O texto aprovado no Senado introduz um processo de repactuação de dívidas de forma conciliatória para consumidores superendividados. Esse trabalho, desenvolvido ao longo de aproximadamente dois anos pelo núcleo de tratamento de superendividamento da Fundação Procon em parceria com o Centro de Resolução de Conflitos do Tribunal de Justiça de São Paulo (Cejus), institui mecanismos de prevenção e tratamento judicial e extrajudicial do endividamento excessivo.

Crédito Responsável e Educação Financeira

O projeto incentiva a prática de crédito responsável e a educação financeira, com o objetivo principal de facilitar a repactuação das dívidas. Os consumidores atrásra podem contar com o auxílio do próprio Tribunal de Justiça para resolver seus problemas financeiros. As regras abrangem dívidas vencidas ou a vencer, decorrentes de empréstimos, financiamentos, contratos de crédito, prestação de serviços e aquisição de produtos, independentemente do valor da dívida.

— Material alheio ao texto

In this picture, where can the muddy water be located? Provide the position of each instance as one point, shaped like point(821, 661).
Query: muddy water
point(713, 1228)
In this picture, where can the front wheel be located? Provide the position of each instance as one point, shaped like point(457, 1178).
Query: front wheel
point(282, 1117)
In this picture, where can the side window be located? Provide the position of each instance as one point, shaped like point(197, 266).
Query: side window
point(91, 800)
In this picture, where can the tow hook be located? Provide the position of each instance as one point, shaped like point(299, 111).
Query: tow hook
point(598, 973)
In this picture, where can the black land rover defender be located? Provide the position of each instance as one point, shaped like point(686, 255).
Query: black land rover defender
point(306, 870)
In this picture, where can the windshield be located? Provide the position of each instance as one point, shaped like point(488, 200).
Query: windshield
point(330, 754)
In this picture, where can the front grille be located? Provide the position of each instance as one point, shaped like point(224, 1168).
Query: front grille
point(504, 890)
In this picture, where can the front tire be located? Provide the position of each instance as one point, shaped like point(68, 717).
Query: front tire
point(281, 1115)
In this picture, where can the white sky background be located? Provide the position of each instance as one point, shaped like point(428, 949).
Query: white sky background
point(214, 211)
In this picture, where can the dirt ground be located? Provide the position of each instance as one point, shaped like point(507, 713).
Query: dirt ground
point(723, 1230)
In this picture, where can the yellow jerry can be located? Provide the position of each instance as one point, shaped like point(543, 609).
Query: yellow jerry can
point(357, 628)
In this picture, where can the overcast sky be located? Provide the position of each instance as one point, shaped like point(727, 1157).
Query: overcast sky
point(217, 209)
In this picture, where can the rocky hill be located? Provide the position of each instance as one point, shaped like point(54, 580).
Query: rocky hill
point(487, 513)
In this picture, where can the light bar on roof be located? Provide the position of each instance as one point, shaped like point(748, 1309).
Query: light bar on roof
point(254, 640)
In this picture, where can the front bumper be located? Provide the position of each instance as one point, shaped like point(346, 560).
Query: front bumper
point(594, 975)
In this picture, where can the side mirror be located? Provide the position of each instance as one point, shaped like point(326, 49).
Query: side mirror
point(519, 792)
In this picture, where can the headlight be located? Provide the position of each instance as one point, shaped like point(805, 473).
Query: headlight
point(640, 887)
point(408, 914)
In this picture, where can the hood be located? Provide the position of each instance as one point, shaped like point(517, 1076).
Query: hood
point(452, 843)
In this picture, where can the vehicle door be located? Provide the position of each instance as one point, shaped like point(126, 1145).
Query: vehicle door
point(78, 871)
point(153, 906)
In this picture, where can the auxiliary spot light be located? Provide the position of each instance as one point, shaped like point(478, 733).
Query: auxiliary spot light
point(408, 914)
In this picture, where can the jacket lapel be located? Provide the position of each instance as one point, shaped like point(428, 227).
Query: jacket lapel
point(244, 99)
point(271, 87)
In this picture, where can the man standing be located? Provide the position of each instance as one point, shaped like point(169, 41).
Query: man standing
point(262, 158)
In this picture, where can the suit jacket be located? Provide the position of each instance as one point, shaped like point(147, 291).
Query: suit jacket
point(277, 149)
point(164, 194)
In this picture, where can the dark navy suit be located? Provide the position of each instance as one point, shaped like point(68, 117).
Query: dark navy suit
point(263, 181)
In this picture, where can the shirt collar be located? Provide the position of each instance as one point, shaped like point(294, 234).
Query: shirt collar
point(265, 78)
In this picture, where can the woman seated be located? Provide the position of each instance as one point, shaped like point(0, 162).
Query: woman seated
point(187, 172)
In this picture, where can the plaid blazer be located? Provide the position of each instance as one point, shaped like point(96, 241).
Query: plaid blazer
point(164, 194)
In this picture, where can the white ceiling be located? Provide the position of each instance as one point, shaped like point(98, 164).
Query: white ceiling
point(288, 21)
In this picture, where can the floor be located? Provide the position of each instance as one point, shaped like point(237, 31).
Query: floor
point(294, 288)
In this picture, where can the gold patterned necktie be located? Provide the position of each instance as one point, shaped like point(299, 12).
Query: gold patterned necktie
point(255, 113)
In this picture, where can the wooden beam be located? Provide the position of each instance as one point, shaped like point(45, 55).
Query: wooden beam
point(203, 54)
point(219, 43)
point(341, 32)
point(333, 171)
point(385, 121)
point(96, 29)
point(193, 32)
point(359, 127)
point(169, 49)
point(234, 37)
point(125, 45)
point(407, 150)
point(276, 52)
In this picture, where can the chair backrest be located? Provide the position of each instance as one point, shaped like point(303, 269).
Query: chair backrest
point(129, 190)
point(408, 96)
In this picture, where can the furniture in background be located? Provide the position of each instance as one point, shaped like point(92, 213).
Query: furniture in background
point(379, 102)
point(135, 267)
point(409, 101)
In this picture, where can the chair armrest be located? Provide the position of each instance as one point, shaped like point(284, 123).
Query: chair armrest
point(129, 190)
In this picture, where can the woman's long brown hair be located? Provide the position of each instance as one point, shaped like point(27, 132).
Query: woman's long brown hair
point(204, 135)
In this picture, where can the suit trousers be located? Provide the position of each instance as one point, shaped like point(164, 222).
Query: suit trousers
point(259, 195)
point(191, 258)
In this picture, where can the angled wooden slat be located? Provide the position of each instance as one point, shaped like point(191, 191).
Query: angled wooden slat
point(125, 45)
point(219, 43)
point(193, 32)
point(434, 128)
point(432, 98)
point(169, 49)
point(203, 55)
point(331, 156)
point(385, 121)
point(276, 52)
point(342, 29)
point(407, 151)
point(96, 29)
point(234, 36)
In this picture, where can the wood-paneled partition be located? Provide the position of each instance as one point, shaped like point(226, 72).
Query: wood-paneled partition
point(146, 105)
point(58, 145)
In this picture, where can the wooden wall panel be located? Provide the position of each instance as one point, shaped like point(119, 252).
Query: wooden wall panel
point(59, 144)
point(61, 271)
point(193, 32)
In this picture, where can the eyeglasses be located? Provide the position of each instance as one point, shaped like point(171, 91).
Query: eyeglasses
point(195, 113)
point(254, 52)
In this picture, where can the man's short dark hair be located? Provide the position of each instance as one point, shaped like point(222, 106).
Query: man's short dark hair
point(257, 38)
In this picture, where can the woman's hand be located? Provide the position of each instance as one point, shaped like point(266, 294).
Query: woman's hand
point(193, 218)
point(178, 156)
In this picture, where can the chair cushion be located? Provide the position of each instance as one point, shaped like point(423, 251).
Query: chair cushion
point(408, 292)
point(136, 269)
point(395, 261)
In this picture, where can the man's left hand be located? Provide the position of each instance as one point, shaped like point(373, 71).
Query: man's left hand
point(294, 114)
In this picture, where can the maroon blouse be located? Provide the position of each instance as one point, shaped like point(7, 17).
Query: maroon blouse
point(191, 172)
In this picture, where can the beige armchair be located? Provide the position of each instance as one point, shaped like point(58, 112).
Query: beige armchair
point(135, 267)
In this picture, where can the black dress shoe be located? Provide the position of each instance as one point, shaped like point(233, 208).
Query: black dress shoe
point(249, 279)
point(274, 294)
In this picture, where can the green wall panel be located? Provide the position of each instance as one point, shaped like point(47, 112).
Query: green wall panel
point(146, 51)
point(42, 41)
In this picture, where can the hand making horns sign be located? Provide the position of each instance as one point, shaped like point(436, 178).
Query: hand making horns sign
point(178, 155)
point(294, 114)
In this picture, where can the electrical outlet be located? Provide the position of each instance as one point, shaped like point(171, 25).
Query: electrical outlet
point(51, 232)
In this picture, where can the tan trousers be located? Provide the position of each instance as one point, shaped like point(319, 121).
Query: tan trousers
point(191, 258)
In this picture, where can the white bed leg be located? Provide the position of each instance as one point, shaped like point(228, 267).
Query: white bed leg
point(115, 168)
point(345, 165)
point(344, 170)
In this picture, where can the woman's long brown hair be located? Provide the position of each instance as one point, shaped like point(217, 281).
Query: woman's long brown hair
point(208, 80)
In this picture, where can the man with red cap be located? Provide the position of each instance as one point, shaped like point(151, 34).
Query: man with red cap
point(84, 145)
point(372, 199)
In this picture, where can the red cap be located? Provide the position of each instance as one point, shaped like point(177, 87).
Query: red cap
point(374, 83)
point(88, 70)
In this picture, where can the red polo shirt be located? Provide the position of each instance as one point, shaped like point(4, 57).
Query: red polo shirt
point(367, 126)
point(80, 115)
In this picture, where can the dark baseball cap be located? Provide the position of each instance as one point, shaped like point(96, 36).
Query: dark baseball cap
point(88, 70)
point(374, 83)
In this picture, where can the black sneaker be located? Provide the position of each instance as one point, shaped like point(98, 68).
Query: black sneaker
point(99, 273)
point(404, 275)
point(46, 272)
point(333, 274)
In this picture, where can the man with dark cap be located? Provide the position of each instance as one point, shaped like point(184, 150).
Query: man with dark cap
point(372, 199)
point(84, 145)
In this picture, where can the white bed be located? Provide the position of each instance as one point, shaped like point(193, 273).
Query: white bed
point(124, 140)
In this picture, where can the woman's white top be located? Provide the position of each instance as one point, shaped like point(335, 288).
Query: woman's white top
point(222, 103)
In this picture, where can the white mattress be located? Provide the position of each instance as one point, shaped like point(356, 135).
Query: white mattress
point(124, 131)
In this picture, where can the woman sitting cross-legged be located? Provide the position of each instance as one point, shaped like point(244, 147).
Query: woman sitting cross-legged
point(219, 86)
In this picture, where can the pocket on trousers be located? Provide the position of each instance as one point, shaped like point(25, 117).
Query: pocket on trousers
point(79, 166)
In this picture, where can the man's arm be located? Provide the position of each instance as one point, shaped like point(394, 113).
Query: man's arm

Limites e Proteções Adicionais

O projeto estabelece um limite de 30% da remuneração mensal líquida para o crédito consignado, impedindo que o consumidor comprometa mais de um terço de sua renda. Além disso, garante o direito de desistência do crédito consignado caso o consumidor desista da compra financiada. Empresas que assediarem ou pressionarem o consumidor, especialmente se for idoso, analfabeto, doente ou vulnerável, estarão sujeitas a penalidades. Há também regras mais rígidas na elaboração de contratos, assegurando que o consumidor seja informado sobre todas as taxas, encargos e o montante das prestações.

Em resumo, as novas medidas visam proteger o consumidor, promovendo a transparência e a responsabilidade no acesso ao crédito.